Depuis ce funeste vendredi de janvier 2015, Valérie Braham est envahie par le chagrin et l’angoisse qu’il lui arrive quelque chose et que ses enfants se retrouvent seuls. Elle a fait jurer à sa petite sœur qu’en cas de malheur la fratrie ne soit pas séparée. « Je ne dors plus. En fait, j’ai appris à ne plus dormir, glisse-t-elle en se triturant les mains. J’ai besoin de vérifier plusieurs fois que les enfants sont là. J’ai peur de l’avenir. »
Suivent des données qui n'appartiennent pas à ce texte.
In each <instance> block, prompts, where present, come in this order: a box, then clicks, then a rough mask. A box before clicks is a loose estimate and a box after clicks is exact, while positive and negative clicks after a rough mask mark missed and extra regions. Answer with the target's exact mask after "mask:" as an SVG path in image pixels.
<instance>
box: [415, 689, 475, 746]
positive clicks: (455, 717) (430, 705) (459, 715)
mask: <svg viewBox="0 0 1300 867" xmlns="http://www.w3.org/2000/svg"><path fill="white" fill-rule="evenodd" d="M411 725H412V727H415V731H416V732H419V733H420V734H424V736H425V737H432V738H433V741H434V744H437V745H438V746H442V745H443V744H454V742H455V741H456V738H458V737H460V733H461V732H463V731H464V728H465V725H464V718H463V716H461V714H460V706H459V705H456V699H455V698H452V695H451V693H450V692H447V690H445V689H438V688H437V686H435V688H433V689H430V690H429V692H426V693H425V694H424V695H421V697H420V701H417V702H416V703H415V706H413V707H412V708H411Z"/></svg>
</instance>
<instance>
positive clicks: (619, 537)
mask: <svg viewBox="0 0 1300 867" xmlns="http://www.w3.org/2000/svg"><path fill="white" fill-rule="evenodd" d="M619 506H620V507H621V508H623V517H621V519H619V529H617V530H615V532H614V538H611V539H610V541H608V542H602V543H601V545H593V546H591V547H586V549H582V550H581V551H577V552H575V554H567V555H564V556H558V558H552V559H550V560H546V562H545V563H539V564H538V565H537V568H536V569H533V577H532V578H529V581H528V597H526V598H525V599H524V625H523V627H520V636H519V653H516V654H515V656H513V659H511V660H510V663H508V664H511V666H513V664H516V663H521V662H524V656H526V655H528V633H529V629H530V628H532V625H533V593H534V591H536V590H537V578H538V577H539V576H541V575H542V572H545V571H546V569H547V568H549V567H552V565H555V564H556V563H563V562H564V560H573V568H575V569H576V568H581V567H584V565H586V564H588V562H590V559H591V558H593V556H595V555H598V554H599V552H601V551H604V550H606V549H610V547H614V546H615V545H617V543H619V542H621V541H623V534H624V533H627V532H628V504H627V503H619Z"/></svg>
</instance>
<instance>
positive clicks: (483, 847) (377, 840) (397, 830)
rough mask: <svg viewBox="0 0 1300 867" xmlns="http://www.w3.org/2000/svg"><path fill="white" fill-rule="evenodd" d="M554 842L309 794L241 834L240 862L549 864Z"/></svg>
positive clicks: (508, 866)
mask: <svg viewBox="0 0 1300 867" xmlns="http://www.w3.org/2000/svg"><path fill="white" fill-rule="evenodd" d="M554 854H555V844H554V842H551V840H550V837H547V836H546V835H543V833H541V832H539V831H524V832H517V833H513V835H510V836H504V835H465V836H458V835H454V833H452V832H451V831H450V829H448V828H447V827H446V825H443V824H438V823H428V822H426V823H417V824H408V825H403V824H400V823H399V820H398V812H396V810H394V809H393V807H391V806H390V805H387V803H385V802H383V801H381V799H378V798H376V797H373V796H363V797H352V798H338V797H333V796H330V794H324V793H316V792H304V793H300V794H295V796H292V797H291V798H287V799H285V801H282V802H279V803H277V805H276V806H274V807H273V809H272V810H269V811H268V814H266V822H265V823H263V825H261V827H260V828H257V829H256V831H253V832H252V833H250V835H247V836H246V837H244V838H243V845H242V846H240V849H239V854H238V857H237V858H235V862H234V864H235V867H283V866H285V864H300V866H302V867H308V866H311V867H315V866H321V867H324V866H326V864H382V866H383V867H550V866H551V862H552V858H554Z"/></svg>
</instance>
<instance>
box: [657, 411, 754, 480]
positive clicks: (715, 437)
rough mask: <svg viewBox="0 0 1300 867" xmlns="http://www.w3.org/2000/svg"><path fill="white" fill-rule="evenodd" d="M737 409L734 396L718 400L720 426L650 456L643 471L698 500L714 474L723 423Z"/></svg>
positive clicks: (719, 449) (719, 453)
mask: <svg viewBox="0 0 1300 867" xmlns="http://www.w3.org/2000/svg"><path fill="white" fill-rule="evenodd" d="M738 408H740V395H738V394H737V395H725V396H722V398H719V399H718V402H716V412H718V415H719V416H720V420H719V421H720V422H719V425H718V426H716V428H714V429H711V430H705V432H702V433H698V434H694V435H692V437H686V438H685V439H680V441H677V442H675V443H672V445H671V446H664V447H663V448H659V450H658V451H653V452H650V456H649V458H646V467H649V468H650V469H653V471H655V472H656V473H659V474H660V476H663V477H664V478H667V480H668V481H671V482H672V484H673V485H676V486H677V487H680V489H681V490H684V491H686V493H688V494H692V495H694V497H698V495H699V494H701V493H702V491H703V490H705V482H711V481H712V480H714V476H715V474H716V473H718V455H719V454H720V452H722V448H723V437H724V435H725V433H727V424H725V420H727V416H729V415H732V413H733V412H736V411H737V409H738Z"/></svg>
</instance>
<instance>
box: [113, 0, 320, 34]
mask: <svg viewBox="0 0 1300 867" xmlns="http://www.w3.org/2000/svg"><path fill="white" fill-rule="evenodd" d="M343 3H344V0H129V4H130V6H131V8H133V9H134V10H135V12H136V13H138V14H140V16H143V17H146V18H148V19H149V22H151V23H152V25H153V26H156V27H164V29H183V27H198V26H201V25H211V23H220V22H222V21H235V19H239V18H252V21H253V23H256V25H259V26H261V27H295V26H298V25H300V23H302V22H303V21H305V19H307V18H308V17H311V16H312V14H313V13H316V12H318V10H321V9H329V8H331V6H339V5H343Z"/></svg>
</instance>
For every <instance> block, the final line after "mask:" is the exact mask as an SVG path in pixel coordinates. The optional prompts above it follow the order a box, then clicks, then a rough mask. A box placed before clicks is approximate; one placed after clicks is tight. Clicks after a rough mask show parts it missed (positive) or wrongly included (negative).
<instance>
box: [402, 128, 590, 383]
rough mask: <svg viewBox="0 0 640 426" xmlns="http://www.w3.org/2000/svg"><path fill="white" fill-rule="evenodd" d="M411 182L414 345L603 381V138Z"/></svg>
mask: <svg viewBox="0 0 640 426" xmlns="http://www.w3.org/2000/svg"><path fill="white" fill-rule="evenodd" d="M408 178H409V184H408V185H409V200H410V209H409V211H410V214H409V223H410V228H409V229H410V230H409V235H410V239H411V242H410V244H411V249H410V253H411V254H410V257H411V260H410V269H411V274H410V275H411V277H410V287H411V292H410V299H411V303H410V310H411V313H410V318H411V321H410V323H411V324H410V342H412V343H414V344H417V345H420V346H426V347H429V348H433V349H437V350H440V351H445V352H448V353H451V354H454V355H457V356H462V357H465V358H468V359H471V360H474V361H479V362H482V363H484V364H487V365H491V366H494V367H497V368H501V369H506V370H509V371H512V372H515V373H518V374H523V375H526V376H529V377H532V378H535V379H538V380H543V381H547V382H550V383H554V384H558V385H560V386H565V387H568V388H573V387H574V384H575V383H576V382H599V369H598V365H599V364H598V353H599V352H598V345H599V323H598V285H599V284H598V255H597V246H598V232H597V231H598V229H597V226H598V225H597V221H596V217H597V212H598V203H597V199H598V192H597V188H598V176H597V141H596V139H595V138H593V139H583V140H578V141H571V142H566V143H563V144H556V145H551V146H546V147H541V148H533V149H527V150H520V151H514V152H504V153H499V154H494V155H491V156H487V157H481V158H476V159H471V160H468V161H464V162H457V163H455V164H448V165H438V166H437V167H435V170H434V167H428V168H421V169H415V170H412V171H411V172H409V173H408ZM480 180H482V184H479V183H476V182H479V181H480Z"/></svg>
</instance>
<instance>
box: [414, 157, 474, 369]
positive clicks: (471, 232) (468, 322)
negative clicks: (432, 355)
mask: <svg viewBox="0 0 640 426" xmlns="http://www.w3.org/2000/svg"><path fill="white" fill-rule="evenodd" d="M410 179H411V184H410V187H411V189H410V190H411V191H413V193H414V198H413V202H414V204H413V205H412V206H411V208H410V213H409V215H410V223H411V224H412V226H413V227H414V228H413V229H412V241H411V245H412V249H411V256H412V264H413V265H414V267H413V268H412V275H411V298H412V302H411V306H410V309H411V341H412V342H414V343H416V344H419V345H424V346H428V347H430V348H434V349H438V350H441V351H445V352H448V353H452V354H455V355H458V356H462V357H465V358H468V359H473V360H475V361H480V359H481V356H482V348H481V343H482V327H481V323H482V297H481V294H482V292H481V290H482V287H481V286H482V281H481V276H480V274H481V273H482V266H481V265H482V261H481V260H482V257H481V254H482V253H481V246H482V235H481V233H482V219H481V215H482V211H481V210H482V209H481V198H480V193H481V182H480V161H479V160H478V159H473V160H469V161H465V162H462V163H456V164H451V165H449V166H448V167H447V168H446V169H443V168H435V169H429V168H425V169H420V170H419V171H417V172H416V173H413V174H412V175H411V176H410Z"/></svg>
Son obsession, aujourd’hui, c’est de perpétuer la mémoire de ce mari et père dont elle a souhaité faire diffuser des photos dans la salle d’audience. On y voit un homme jovial, souriant auprès de son épouse, un bébé dans les bras, cette petite fille alors âgée de 20 mois qui, cinq ans et demi plus tard, ne se souvient plus de son papa. « Mon mari est très présent à la maison. J’ai peur que mes enfants l’oublient, insiste-t-elle. J’ai l’impression que je ne vais pas être capable d’élever mes enfants. C’est trop lourd à porter, je suis fatiguée. »

VIDÉO. Attentat à l’Hyper Cacher : «Ce jour-là, je devais mourir»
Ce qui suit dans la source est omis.